Diese Einsicht ist der erste wichtige Schritt. Der zweite ist, dass jetzt Taten folgen müssen. Und zwar schnell. Denn in der Tat: Die Energiewende braucht jetzt einen massiven Aus- und Neubau von Energieerzeugungs- und Leitungsinfrastruktur. Dem entgegenstehen aber noch immer langwierige Genehmigungsverfahren und ein ausuferndes Klagerecht. Daraus resultieren erhebliche zusätzliche Kosten für die Volkswirtschaft, die im Sinne einer effizienteren Energiewende vermeidbar wären. Die erwähnten 1,2 Milliarden Euro Engpassmanagementkosten im vergangenen Jahr wurden durch den Kunden bezahlt und konnten nicht in den notwendigen Netzausbau fließen. Für eine echte Beschleunigung des Netzausbaus müssen Planungs- und Genehmigungsprozesse konsequent digitalisiert, naturschutzrechtliche Vorgaben standardisiert sowie die ausreichende personelle und technische Ausstattung der Genehmigungsbehörden sichergestellt werden.
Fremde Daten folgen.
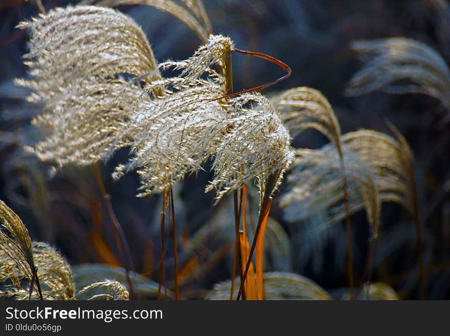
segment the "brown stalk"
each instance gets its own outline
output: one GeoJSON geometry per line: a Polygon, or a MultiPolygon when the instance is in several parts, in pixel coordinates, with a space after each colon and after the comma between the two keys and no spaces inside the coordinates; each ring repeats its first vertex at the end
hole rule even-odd
{"type": "MultiPolygon", "coordinates": [[[[233,291],[234,288],[234,278],[236,277],[236,266],[238,262],[241,263],[242,256],[241,255],[240,244],[239,239],[239,227],[240,226],[240,213],[238,208],[239,201],[238,191],[235,190],[233,194],[234,198],[234,224],[236,233],[236,240],[234,243],[234,254],[233,257],[233,270],[231,274],[231,290],[230,293],[230,300],[233,300],[233,291]]],[[[242,281],[242,271],[239,267],[239,277],[242,281]]]]}
{"type": "Polygon", "coordinates": [[[240,49],[237,49],[235,48],[232,51],[235,51],[237,53],[240,53],[241,54],[244,54],[245,55],[250,55],[251,56],[253,56],[256,57],[259,57],[260,58],[263,58],[264,59],[266,59],[268,61],[270,61],[272,63],[276,64],[276,65],[280,66],[281,69],[284,70],[287,73],[286,75],[283,76],[282,77],[280,77],[278,79],[276,79],[275,80],[273,80],[271,82],[269,82],[268,83],[266,83],[265,84],[263,84],[262,85],[259,85],[258,86],[255,86],[255,87],[252,87],[251,88],[249,88],[246,90],[242,90],[242,91],[239,91],[239,92],[236,92],[233,93],[233,84],[232,82],[233,81],[233,75],[232,73],[232,68],[231,68],[231,54],[229,55],[227,58],[225,60],[225,64],[226,64],[226,79],[227,80],[227,94],[225,96],[222,96],[221,97],[219,97],[218,98],[215,98],[214,99],[211,99],[211,100],[209,100],[207,102],[210,102],[212,101],[214,101],[215,100],[217,100],[218,99],[222,99],[223,98],[228,98],[231,97],[234,97],[235,96],[238,96],[238,95],[242,95],[242,94],[248,93],[249,92],[254,92],[255,91],[259,91],[260,90],[263,89],[266,87],[268,87],[269,86],[274,85],[274,84],[276,84],[279,82],[281,82],[282,80],[284,80],[287,78],[289,76],[290,76],[290,74],[292,73],[292,70],[290,68],[289,68],[289,65],[288,65],[285,63],[282,62],[279,59],[277,58],[275,58],[275,57],[271,56],[268,55],[266,55],[265,54],[262,54],[262,53],[256,53],[253,51],[246,51],[245,50],[241,50],[240,49]],[[229,66],[229,65],[230,65],[229,66]],[[231,85],[231,86],[230,86],[231,85]],[[231,91],[229,89],[231,87],[231,91]]]}
{"type": "Polygon", "coordinates": [[[340,146],[338,147],[341,170],[342,172],[342,191],[344,193],[344,207],[345,211],[345,228],[347,231],[347,268],[348,275],[349,298],[353,299],[353,266],[351,249],[351,232],[350,231],[350,211],[349,210],[347,177],[344,166],[344,159],[340,146]]]}
{"type": "Polygon", "coordinates": [[[173,234],[173,262],[175,268],[175,298],[179,300],[179,290],[178,285],[178,253],[176,245],[176,222],[175,220],[175,210],[173,206],[173,190],[170,187],[170,208],[172,211],[172,230],[173,234]]]}
{"type": "Polygon", "coordinates": [[[112,232],[114,233],[114,238],[116,239],[116,244],[119,249],[122,263],[125,270],[125,275],[130,289],[130,298],[131,299],[135,299],[136,297],[134,295],[133,284],[129,275],[130,271],[133,271],[133,262],[131,259],[130,249],[127,242],[126,238],[122,226],[120,225],[120,223],[116,216],[116,214],[114,213],[112,205],[111,203],[111,195],[106,192],[105,185],[103,184],[103,180],[102,180],[98,166],[97,163],[93,163],[92,167],[94,168],[94,171],[99,187],[102,193],[102,196],[103,199],[105,200],[106,208],[108,209],[108,213],[109,215],[109,218],[112,225],[112,232]]]}
{"type": "Polygon", "coordinates": [[[33,287],[35,283],[37,287],[36,292],[39,295],[39,298],[41,301],[43,301],[44,299],[42,297],[42,290],[40,289],[40,284],[39,283],[39,278],[37,277],[37,267],[32,266],[31,269],[33,275],[31,277],[31,281],[30,282],[30,291],[28,300],[31,300],[31,293],[33,293],[33,287]]]}
{"type": "Polygon", "coordinates": [[[161,211],[161,221],[160,226],[161,237],[161,256],[160,257],[160,277],[158,281],[158,299],[161,299],[161,287],[164,270],[164,224],[166,221],[166,193],[163,192],[163,209],[161,211]]]}
{"type": "Polygon", "coordinates": [[[247,276],[247,273],[249,271],[249,268],[250,266],[250,263],[252,262],[252,257],[253,256],[253,252],[255,251],[255,248],[256,246],[256,242],[258,240],[258,237],[259,232],[261,231],[262,227],[265,227],[267,219],[268,217],[269,212],[271,210],[271,206],[272,204],[272,198],[267,198],[264,200],[262,205],[261,207],[261,212],[259,213],[259,218],[258,219],[258,225],[256,226],[256,231],[255,232],[255,238],[253,238],[253,242],[252,243],[252,248],[250,249],[250,253],[249,255],[249,258],[247,260],[247,264],[245,266],[245,270],[242,275],[242,279],[241,281],[241,285],[239,287],[239,292],[237,294],[236,300],[240,298],[242,294],[242,289],[243,288],[243,283],[245,281],[245,278],[247,276]]]}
Und ja, wir werden auch nicht darum herumkommen, Einspruchs- und Klagemöglichkeiten zu beschränken, z.B. durch Präklusionsregelungen.
Der Ausbau der Netze wird derzeit besonders von Bürgerprotesten und Bürokratie ausgebremst. Der flächendeckende Einbau von Smart Metern – wichtig für die Steuerung von Angebot und Nachfrage – verzögert sich im Vergleich mit anderen europäischen Ländern. Haben Sie Vorschläge, wie sich der Prozess beschleunigen lässt?
Bereits im Mai hatte ich vom „jämmerlichen Roll-Out der Smart Meter“ gesprochen, und dass wir uns „hierzulande zu Tode verwalten“. In Schweden etwa installieren wir monatlich mehr Smart Meter, als wir Mitte des Jahres in Deutschland insgesamt im Einsatz hatten. Wir müssen schneller und effizienter werden. Wir brauchen Rechtssicherheit, Vereinfachung der Technik und der Marktprozesse sowie eine strikte Ausrichtung auf maximalen Kundennutzen und die Ziele der Energiewende. Warum? Weil die Smart Meter ein ganz entscheidender Baustein für die Digitalisierung der Energiewende sind. Und die Digitalisierung wiederum ist der Schlüssel dafür, dass wir die Energiewende kosteneffizient und bürgernah gestalten können. Sie gibt Haushalten und Betrieben mehr Kontrolle über ihren CO2-Fußabdruck und die Energiekosten. Und dann ist auch Kritikern viel leichter erklärbar, warum gut vernetzt zu sein keine Bürde ist, sondern ein Privileg!